Let’s eliminate the trivial options first.
- If your our public cloud offers hosting of individual VMs with no per-customer virtual segments, use one of the mechanisms I described in the Does It Make Sense to Build New Clouds with Overlay Networks? post and ask the customers to establish a VPN from their VM to their home network.
- If your public cloud offers virtual private networks, but you don’t plan to integrate the cloud infrastructure with a multi-tenant transport network (using, for example, MPLS/VPN as the WAN transport technology), establish VPN tunnels between the virtual network edge appliance (example: vShield Edge) and customer’s VPN concentrator.
The rest of this post applies to multi-tenant cloud providers that offer private virtual networks to their customers and want to integrate those private networks directly with the MPLS/VPN service they offer to the same customers.
VLAN-based virtual networks
Many public cloud deployments use the “legacy” VLAN-based virtual network approach. Interfacing these networks with MPLS/VPN is trivial – create VLAN (sub)interface in a customer VRF for each outside customer VLAN on data center WAN edge PE-routers (Inter-AS Option A comes to mind).
Overlay virtual networks without MPLS/VPN support
If you use overlay virtual networking technology that has no integrated MPLS/VPN support (example: Cisco Nexus 1000V, VMware vCNS, VMware NSX, Hyper-V, OpenStack Neutron OVS plugin with GRE tunnels), you have to use VLANs as the demarcation point:
- Create a VLAN per customer;
- Use a VM-based appliance (firewall, load balancer) or L2/L3 gateway to connect the customer’s outside overlay virtual network with the per-customer VLAN;
- Read the previous section.
Direct integration with MPLS/VPN infrastructure
Some overlay virtual networking solutions (Juniper Contrail, Nuage Virtualized Services Platform) communicate directly with PE-routers, exchanging VPNv4 routes via MP-BGP and using MPLS-over-GRE encapsulation to pass IP traffic between hypervisor hosts and PE-routers.
Integrating these solutions with the MPLS/VPN backbone is a trivial undertaking – establish MP-BGP sessions between the overlay virtual network controllers and WAN edge PE-routers.
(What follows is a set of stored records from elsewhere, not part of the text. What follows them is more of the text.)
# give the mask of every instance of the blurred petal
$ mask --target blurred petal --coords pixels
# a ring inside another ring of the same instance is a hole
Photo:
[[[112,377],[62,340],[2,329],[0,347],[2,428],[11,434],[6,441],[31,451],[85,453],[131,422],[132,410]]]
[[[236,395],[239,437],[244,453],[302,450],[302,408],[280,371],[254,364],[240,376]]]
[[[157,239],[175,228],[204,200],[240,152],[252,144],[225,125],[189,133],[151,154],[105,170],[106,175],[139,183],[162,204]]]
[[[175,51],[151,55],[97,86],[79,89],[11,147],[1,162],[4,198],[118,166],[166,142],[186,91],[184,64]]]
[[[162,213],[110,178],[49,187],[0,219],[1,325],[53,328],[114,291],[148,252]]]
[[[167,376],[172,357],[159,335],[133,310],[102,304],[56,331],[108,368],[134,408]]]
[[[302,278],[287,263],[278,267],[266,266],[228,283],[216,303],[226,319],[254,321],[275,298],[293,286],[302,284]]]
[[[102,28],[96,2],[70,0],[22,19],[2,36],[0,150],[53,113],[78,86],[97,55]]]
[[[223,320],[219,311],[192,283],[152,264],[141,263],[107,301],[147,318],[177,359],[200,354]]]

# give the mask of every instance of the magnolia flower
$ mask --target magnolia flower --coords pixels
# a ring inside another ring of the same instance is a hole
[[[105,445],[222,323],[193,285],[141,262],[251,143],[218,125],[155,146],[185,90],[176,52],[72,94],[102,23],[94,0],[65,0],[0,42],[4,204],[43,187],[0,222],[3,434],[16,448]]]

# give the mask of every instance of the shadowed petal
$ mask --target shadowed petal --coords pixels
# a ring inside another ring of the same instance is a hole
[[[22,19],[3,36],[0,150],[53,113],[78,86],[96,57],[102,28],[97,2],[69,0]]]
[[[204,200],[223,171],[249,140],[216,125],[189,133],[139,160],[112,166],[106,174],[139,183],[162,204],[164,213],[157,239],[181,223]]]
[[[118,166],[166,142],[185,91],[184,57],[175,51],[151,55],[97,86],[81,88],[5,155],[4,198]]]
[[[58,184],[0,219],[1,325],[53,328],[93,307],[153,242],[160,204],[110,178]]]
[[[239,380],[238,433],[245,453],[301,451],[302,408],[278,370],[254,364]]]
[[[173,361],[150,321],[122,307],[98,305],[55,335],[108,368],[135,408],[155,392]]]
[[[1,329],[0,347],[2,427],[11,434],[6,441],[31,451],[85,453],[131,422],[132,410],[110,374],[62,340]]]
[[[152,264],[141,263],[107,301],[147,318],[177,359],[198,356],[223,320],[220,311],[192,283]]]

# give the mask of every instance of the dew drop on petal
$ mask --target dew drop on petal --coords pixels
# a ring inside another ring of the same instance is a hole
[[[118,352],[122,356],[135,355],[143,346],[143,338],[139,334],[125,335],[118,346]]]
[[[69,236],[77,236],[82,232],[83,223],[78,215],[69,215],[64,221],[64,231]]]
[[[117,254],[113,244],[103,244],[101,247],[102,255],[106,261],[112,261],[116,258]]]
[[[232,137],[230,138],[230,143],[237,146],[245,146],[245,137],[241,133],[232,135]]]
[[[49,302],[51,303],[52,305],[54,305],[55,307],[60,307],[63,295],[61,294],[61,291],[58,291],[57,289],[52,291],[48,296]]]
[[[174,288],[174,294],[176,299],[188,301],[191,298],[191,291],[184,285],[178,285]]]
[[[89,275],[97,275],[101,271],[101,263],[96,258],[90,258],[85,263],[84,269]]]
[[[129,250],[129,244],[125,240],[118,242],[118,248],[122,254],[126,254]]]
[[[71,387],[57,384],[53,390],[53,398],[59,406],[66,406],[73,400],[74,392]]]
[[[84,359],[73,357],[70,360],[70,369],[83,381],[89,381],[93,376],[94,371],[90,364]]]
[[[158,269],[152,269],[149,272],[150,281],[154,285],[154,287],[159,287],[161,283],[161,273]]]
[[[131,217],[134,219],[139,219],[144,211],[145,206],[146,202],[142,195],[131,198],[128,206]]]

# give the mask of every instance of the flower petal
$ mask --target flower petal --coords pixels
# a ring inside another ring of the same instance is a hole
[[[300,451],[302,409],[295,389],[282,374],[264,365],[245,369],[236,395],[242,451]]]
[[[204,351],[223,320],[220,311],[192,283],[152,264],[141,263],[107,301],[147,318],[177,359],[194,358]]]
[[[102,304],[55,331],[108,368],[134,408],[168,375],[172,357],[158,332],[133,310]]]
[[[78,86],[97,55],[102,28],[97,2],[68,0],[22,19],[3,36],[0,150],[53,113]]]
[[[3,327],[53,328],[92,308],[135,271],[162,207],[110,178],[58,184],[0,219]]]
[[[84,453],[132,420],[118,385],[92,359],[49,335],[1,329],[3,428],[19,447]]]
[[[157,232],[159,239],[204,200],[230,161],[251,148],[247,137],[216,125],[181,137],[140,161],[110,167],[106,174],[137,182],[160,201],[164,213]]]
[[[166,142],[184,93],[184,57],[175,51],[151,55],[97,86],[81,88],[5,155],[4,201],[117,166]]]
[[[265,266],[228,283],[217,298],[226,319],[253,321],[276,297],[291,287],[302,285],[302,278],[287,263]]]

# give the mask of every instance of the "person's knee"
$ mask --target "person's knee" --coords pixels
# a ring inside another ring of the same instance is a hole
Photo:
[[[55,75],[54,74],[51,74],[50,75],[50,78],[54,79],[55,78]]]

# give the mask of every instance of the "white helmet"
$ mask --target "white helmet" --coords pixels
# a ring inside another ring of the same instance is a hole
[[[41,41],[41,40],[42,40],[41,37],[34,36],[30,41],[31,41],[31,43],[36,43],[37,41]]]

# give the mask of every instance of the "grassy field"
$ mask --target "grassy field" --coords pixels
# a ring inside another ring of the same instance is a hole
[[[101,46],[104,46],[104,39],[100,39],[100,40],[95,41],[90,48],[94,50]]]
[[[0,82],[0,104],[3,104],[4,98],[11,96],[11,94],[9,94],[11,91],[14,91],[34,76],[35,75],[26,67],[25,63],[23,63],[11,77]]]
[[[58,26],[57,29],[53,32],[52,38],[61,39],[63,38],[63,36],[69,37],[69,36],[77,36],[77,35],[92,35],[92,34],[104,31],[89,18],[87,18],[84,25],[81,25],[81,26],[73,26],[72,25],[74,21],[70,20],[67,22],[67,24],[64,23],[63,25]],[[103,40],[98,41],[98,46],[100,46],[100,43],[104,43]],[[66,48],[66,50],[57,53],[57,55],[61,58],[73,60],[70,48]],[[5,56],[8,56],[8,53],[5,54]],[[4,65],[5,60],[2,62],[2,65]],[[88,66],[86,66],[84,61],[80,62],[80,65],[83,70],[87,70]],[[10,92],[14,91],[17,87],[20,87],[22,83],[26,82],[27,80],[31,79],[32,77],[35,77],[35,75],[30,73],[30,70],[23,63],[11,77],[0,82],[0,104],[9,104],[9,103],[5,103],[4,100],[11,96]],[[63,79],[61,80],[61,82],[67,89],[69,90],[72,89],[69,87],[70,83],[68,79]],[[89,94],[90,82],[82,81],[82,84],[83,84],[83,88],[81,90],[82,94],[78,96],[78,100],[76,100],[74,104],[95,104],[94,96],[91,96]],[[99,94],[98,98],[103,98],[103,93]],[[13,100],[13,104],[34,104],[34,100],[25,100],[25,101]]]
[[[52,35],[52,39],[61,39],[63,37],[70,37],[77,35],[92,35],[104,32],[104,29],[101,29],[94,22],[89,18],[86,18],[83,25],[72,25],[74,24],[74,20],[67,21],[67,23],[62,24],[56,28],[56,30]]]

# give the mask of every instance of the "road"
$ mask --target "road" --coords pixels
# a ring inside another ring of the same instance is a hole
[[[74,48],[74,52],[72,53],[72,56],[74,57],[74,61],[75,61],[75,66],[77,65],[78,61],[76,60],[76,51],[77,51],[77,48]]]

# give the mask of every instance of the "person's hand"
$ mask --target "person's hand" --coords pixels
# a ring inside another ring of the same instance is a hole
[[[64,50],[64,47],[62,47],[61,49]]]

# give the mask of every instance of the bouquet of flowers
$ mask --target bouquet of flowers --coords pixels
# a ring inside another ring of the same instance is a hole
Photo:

I would use Inter-AS Option B to establish a demarcation point between the cloud infrastructure and WAN network and perform route summarization on the PE-router (it doesn’t make much sense to leak host routes created by Contrail solution into the WAN network).
If you don’t want to use one of the MPLS/VPN-based overlay virtual networking solutions (they both require Linux-based hypervisors and provide off-the-shelf integration with OpenStack and CloudStack), use a VM-based PE-routers. You could deploy Cisco’s Cloud Services Router (CSR) as a PE-router, connect one of its interfaces to a VLAN-based network and all other interfaces to customer overlay virtual networks.
The number of customer interfaces (each in a separate VRF) on the CSR router is limited by the hypervisor, not by CSR (VMware maximum: 10).